24 yrs, Rs 916 cr later Ganga has only got filthier

GangaThe plan for the Ganga will get new life on Monday, when Prime Minister Manmohan Singh discusses with the chief ministers of four states on ways of rejuvenating the river.

Singh will meet Uttarakhand Chief Minister Ramesh Pokhriyal, Uttar Pradesh Chief Minister Mayawati, Bihar Chief Minister Nitish Kumar and West Bengal Chief Minister Buddhadeb Bhattacharjee, on this.

Uttarakhand, Uttar Pradesh, Bihar and West Bengal are the states through which the river flows.

The WWF (earlier the World Wide Fund for Nature) last year said the river was among the 10 most endangered ones in the world.

The nodal body for rejuvenating the river is the National Ganga River Basin Authority (NGRBA), of which the Prime Minister is the head.
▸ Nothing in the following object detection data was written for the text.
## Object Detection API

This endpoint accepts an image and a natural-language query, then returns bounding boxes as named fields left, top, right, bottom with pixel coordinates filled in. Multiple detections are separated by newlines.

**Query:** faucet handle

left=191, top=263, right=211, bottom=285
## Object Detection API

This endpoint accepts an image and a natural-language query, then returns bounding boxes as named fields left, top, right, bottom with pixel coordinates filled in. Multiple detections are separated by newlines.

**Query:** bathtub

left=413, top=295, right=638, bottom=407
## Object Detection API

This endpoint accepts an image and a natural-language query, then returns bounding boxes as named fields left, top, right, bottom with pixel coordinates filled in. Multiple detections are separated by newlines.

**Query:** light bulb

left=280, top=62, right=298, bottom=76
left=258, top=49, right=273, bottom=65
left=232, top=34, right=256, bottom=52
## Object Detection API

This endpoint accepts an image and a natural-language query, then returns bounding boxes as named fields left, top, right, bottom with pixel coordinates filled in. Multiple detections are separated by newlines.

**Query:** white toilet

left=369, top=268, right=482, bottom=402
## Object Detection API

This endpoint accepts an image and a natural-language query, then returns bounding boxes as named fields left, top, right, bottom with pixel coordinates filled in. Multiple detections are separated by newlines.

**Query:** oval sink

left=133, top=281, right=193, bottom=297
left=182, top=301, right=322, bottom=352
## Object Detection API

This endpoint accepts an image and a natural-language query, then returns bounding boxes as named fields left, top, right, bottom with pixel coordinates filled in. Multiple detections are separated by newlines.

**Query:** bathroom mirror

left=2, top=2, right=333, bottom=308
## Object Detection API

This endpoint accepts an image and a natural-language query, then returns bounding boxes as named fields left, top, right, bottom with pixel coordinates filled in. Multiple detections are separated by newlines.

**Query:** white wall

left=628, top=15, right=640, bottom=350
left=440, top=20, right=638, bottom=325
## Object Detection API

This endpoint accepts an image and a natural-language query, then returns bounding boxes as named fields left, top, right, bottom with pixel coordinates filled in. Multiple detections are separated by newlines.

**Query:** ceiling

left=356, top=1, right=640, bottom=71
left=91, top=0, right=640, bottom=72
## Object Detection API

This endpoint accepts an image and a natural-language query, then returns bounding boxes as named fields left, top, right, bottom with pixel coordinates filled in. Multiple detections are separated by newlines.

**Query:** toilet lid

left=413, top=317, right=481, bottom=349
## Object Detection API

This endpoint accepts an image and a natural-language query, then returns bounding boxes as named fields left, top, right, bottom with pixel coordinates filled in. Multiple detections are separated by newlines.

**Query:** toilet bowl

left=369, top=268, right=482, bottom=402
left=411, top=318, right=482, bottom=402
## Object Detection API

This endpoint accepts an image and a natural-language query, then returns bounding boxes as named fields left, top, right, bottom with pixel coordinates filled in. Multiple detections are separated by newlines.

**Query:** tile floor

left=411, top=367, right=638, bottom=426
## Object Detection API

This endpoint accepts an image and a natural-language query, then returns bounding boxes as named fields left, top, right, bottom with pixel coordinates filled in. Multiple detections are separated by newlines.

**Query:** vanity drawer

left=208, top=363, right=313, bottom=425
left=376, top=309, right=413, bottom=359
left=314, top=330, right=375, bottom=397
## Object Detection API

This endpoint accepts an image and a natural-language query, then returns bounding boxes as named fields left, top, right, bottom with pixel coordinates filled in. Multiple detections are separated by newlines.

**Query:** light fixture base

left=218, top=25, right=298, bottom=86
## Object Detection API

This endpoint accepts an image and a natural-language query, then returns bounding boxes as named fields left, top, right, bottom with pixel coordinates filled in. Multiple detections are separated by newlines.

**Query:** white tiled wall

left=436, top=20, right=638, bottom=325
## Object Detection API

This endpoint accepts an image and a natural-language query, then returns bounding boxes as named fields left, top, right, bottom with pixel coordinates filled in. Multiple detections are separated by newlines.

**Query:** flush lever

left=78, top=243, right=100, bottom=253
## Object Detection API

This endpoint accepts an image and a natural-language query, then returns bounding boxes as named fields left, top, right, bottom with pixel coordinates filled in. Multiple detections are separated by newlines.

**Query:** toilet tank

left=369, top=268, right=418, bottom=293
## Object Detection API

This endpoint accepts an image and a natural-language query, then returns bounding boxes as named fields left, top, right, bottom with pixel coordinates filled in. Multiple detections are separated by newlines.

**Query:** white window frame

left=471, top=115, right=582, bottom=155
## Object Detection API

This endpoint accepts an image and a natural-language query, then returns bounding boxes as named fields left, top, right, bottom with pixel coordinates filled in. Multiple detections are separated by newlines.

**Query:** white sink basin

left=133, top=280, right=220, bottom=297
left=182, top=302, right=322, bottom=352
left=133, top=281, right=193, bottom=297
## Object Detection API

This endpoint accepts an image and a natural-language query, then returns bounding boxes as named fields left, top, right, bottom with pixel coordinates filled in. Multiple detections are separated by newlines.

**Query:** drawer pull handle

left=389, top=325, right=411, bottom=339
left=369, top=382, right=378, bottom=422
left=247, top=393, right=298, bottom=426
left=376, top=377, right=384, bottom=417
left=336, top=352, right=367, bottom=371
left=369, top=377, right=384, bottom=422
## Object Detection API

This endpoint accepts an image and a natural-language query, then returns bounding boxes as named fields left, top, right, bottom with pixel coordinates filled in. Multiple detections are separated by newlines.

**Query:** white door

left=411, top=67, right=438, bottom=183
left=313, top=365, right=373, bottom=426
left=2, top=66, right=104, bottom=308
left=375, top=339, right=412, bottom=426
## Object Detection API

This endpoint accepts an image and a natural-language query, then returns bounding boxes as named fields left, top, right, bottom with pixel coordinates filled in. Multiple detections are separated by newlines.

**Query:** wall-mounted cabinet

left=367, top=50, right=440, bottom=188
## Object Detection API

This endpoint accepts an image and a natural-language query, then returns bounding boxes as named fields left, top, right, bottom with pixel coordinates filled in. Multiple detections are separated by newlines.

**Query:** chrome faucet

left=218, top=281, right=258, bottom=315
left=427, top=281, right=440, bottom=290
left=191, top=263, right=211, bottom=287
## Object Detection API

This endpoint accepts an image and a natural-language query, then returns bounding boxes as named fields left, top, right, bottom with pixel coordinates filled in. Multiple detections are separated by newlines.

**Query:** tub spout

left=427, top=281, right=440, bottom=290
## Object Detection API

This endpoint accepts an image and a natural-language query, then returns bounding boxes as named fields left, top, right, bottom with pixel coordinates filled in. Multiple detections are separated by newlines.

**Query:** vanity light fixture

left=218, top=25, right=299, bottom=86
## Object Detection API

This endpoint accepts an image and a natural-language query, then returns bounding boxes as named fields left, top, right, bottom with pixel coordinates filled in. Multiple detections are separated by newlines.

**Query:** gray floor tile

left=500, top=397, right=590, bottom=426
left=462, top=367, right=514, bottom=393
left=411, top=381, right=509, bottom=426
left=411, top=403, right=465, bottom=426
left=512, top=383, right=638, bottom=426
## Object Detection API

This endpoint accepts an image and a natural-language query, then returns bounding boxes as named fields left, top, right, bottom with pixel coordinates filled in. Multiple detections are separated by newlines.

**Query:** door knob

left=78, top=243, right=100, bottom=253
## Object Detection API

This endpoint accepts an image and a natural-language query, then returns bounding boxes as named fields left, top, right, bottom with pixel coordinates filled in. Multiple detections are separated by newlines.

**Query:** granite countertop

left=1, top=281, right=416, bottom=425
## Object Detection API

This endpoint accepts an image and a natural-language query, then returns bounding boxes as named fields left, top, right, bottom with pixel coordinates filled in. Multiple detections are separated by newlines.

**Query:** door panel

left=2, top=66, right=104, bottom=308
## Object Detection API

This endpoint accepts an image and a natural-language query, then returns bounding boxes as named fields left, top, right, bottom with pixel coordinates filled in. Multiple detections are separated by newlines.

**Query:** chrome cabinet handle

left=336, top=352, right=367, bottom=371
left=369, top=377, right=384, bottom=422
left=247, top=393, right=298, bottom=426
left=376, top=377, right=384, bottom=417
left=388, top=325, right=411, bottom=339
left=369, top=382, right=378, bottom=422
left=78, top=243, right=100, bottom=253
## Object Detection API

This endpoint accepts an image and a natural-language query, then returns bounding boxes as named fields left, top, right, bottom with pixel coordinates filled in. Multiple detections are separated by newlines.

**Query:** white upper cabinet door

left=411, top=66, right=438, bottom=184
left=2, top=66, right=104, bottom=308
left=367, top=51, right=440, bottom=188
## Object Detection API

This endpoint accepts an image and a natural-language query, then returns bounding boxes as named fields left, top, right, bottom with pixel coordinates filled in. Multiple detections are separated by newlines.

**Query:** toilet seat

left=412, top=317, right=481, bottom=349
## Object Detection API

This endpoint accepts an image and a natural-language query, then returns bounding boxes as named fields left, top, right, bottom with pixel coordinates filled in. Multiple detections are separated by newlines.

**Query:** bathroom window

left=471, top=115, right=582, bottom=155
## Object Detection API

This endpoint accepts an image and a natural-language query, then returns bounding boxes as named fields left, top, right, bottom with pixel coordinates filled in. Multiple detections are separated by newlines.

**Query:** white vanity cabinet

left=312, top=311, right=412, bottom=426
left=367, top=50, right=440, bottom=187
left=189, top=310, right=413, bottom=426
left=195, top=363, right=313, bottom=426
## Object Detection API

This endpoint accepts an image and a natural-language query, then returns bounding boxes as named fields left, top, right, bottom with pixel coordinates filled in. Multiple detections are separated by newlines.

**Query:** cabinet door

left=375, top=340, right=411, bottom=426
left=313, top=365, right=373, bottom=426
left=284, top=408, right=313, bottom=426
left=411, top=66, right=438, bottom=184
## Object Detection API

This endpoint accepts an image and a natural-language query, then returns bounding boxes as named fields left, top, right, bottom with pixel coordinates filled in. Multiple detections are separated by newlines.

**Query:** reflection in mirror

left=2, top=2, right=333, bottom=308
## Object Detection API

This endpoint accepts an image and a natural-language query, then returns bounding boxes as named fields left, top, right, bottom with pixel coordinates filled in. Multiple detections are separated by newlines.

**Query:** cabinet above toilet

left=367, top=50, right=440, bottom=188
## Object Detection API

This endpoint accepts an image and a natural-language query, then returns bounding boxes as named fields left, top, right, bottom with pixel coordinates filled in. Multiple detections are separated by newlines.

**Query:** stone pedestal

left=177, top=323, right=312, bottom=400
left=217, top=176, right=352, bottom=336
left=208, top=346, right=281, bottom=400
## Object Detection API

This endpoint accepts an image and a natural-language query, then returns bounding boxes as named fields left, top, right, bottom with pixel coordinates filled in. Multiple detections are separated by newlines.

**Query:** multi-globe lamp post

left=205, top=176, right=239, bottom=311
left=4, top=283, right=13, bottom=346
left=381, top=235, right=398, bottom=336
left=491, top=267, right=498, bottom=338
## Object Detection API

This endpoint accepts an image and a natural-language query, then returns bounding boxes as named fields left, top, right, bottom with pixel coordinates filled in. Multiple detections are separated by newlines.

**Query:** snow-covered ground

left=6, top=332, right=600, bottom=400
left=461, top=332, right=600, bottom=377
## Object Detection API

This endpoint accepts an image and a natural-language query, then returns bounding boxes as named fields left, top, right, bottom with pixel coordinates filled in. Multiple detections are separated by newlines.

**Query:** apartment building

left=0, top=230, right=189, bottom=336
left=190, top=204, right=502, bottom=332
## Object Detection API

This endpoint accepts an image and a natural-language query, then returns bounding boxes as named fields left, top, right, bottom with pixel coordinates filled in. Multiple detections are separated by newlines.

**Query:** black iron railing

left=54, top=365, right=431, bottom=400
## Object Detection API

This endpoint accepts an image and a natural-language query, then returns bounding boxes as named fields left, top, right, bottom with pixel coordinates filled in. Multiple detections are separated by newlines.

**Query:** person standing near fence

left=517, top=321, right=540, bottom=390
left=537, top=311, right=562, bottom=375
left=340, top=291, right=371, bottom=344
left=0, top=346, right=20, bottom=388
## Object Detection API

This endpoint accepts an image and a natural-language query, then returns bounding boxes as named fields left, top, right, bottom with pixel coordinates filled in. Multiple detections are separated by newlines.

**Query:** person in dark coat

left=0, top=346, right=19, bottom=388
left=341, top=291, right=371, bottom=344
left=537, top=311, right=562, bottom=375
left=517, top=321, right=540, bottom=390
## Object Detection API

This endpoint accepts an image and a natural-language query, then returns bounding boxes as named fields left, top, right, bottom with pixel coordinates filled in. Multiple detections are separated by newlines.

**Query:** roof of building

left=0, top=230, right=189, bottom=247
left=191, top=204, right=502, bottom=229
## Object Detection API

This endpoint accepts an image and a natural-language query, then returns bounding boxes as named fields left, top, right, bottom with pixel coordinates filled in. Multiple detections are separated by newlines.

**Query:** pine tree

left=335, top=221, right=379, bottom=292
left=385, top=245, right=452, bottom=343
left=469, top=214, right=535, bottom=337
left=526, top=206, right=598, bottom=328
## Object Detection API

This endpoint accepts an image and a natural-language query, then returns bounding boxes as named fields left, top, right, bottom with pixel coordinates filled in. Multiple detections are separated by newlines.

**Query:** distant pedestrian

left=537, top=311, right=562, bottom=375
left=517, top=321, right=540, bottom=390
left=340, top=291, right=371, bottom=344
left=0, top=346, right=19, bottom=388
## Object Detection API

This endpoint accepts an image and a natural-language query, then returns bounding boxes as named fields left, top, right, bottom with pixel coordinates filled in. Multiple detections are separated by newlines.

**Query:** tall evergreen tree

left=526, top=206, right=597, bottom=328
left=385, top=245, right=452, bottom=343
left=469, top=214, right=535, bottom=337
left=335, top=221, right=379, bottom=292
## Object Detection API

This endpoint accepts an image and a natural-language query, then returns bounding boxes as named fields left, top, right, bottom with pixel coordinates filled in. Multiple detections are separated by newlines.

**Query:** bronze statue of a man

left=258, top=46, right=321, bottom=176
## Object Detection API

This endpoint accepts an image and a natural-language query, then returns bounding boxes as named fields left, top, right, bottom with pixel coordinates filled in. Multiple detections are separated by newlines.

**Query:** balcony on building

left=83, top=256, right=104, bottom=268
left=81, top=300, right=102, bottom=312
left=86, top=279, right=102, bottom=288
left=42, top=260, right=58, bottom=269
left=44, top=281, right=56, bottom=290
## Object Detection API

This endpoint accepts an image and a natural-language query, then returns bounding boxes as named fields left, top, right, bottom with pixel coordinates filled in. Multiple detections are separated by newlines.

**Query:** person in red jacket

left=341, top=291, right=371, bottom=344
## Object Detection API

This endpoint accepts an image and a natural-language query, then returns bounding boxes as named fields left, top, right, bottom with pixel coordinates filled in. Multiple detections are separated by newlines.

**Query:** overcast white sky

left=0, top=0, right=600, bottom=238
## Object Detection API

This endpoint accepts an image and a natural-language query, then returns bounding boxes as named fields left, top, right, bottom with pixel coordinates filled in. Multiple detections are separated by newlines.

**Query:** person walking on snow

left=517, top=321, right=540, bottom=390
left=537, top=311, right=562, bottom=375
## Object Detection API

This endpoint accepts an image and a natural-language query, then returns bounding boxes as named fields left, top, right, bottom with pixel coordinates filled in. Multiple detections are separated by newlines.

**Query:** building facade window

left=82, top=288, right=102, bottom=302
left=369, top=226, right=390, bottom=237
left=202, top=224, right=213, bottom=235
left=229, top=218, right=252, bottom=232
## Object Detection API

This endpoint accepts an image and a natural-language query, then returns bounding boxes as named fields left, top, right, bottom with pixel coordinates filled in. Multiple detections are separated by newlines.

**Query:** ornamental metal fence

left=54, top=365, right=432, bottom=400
The items of discussion include imposing a ban on new infrastructure development projects in the river basin, providing additional money for setting up effluent treatment plants, satellite mapping of the river’s length of 1,450 km in India, and a World Bank offer of long-term aid of $1 billion (about Rs 5,000 crore) to clean up the river.

“As the Authority’s decision will be a joint effort of the central and the state governments, it will be strictly enforceable,” said a senior ministry official not willing to be quoted.

“A corpus fund of Rs 1,000 crore (Rs 10 billion) is likely to be dedicated to save the river.”

Singh had announced the formation of the Authority in February this year with a commitment to provide a fund for “effective abatement of pollution and conservation of the river” and replace the current “piecemeal effort with a holistic one”.

The river is dirtier now than in 1985, when the plan to clean up the Ganga was operationalised.

Between 1985 and 2009, the central government spent Rs 916 crore (Rs 9.16 billion) to clean up the Ganga, slightly less than the amount needed to build a 250 MW power plant.

The river now has much more bacteria because of the increasing discharge of untreated domestic and industrial effluents.

Also the flow of the river has become sluggish at several locations due to dams and growing habitat pressure.

The ministry of environment and forests has taken six months to work out the framework for the Authority to function in.

“If we have to save the Ganga, we need a strong political will to reduce human activity (around the river),” said Supreme Court lawyer MC Mehta, on whose petition in the Supreme Court the government had initiated the Ganga Action Plan in 1985.